7.10. Het resultaat waartoe het Hof komt, strookt mijns inziens ook met doel en strekking van de crisisheffing, nl. een onverhaalbare loonsomheffing ten laste van werkgevers voor zover zij per werknemer meer dan € 150.000 per jaar als loon verstrekken. Dat de crisisheffing deels onvoorzienbaar met terugwerkende kracht werd ingevoerd, is genoegzaam gebleken en door u aangemerkt als weliswaar een schending van gerechtvaardigde verwachtingen, maar niet ernstig genoeg om het eigendomsgrondrecht van art. 1 Eerste protocol I geschonden te achten.
7.11. Belanghebbendes beroep op vertrouwen gewekt door het Handboek loonheffing 2013, heeft dan inderdaad, zoals het Hof heeft geoordeeld, geen voorwerp: dat beroep gaat er immers van uit dat het niet om eigen loonverstrekking door de belanghebbende zou gaan, maar om loon van derden. De aandelentoekenning moet echter volgens het Hof op één lijn worden gesteld met loonverstrekking in opdracht en voor rekening van de belanghebbende, dus met eigen loonverstrekking door haar. Daarover zegt paragraaf 24.7 van het Handboek, dat de crisisheffing geldt voor werkgevers met werknemers die in 2012 meer dan € 150.000 aan loon aan tegenwoordige dienstbetrekking ontvingen, dus hetzelfde als art. 32bd Wet LB.
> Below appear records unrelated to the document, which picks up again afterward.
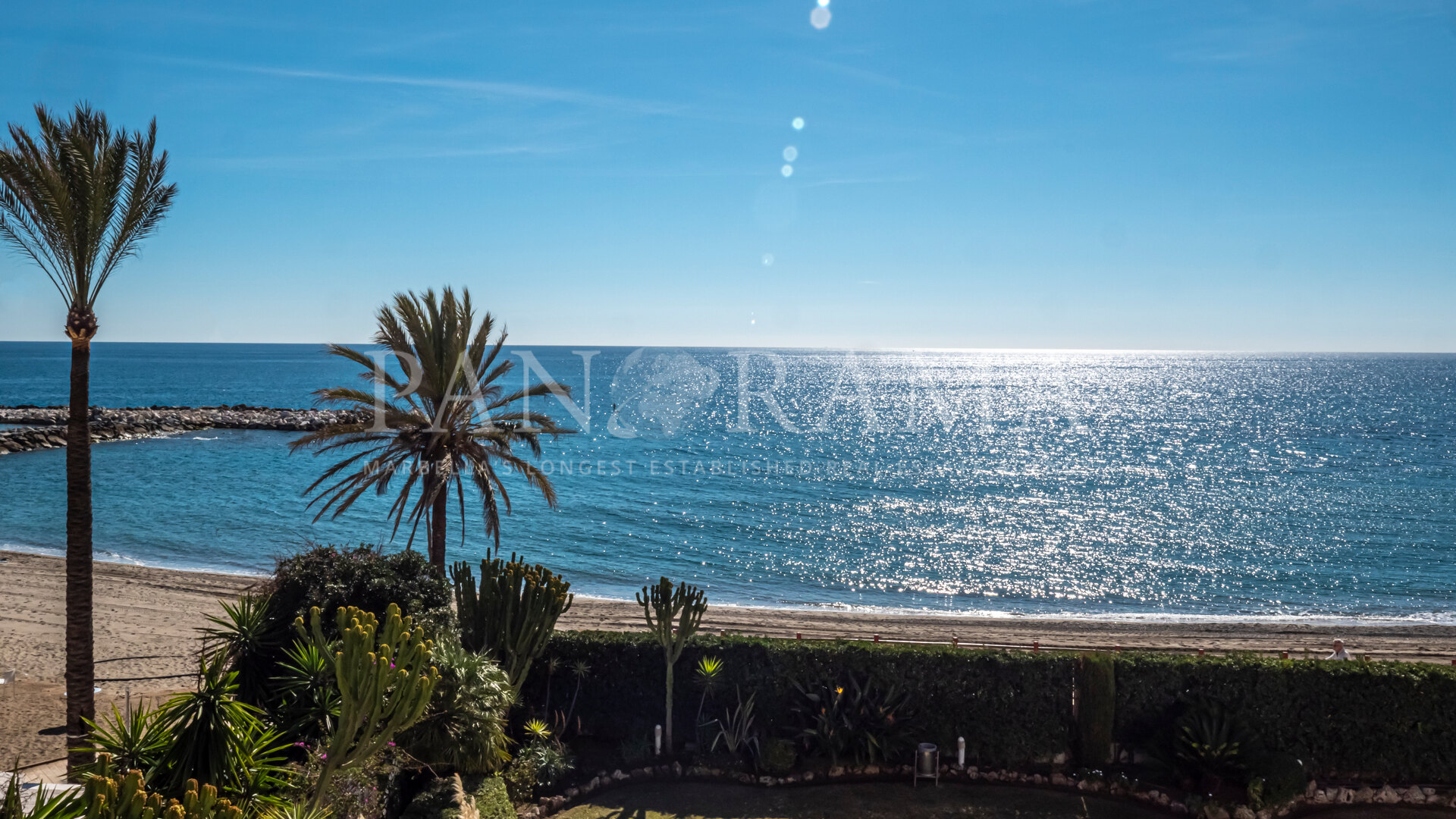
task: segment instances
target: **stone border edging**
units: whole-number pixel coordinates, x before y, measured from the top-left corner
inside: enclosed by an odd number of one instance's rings
[[[836,767],[830,768],[827,774],[818,774],[815,771],[804,771],[798,774],[788,774],[785,777],[770,777],[770,775],[753,775],[747,772],[732,772],[724,771],[721,768],[709,768],[703,765],[692,765],[683,768],[681,762],[673,762],[671,765],[655,765],[651,768],[635,768],[632,772],[623,772],[620,768],[607,774],[606,771],[598,772],[591,780],[584,784],[569,787],[558,796],[543,796],[537,800],[537,804],[524,804],[515,809],[520,819],[542,819],[550,816],[577,803],[581,797],[588,794],[610,790],[623,784],[639,784],[649,780],[683,780],[683,781],[709,781],[709,783],[727,783],[727,784],[743,784],[756,787],[785,787],[785,785],[827,785],[827,784],[847,784],[847,783],[877,783],[877,781],[904,781],[910,777],[913,768],[910,765],[863,765],[863,767]],[[1194,800],[1179,800],[1175,799],[1168,791],[1160,788],[1128,788],[1121,783],[1104,783],[1101,780],[1075,780],[1066,774],[1053,772],[1045,774],[1024,774],[1019,771],[980,771],[976,765],[968,765],[964,769],[957,765],[941,765],[941,778],[952,783],[986,783],[996,784],[1005,783],[1021,787],[1042,787],[1051,790],[1072,790],[1082,793],[1093,793],[1120,799],[1133,799],[1142,802],[1150,807],[1158,807],[1166,810],[1175,816],[1188,816],[1194,813],[1190,809],[1190,802]],[[1310,806],[1340,806],[1340,804],[1420,804],[1430,807],[1456,807],[1456,790],[1446,788],[1437,791],[1433,787],[1409,785],[1406,788],[1393,788],[1390,785],[1383,785],[1379,790],[1370,785],[1361,785],[1358,788],[1350,788],[1345,785],[1328,785],[1321,788],[1313,780],[1305,787],[1303,796],[1296,796],[1294,799],[1277,804],[1265,806],[1259,810],[1254,810],[1246,804],[1238,804],[1230,809],[1220,807],[1214,804],[1198,806],[1197,816],[1203,819],[1275,819],[1289,816],[1290,813]]]

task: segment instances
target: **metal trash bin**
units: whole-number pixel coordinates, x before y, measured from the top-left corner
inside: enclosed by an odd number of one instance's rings
[[[933,742],[922,742],[914,752],[914,784],[919,787],[920,780],[935,780],[936,787],[941,785],[941,751]]]

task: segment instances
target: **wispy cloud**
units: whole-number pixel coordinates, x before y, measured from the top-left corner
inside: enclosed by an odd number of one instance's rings
[[[878,185],[884,182],[916,182],[923,179],[923,176],[860,176],[860,178],[840,178],[840,179],[818,179],[814,182],[804,182],[805,188],[823,188],[824,185]]]
[[[942,98],[946,98],[946,99],[955,99],[955,95],[945,93],[945,92],[935,90],[935,89],[927,89],[927,87],[916,86],[916,85],[910,85],[910,83],[904,83],[904,82],[901,82],[901,80],[898,80],[895,77],[891,77],[891,76],[887,76],[887,74],[881,74],[878,71],[871,71],[868,68],[858,68],[855,66],[844,66],[843,63],[834,63],[833,60],[821,60],[818,57],[798,57],[796,55],[796,58],[801,60],[802,63],[814,66],[815,68],[821,68],[824,71],[830,71],[830,73],[834,73],[834,74],[850,77],[853,80],[859,80],[859,82],[866,83],[866,85],[887,87],[887,89],[895,89],[895,90],[909,90],[909,92],[923,93],[923,95],[929,95],[929,96],[942,96]]]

7.12. Ik meen dat ’s Hofs oordeel is gebaseerd op de juiste rechtskundige maatstaf, en dat zijn toepassing ervan op de door hem vastgestelde feiten geenszins onbegrijpelijk is en zijn motivering van die toepassing geenszins onvoldoende.
8. Conclusie
Ik geef u in overweging het cassatieberoep van de belanghebbende ongegrond te verklaren.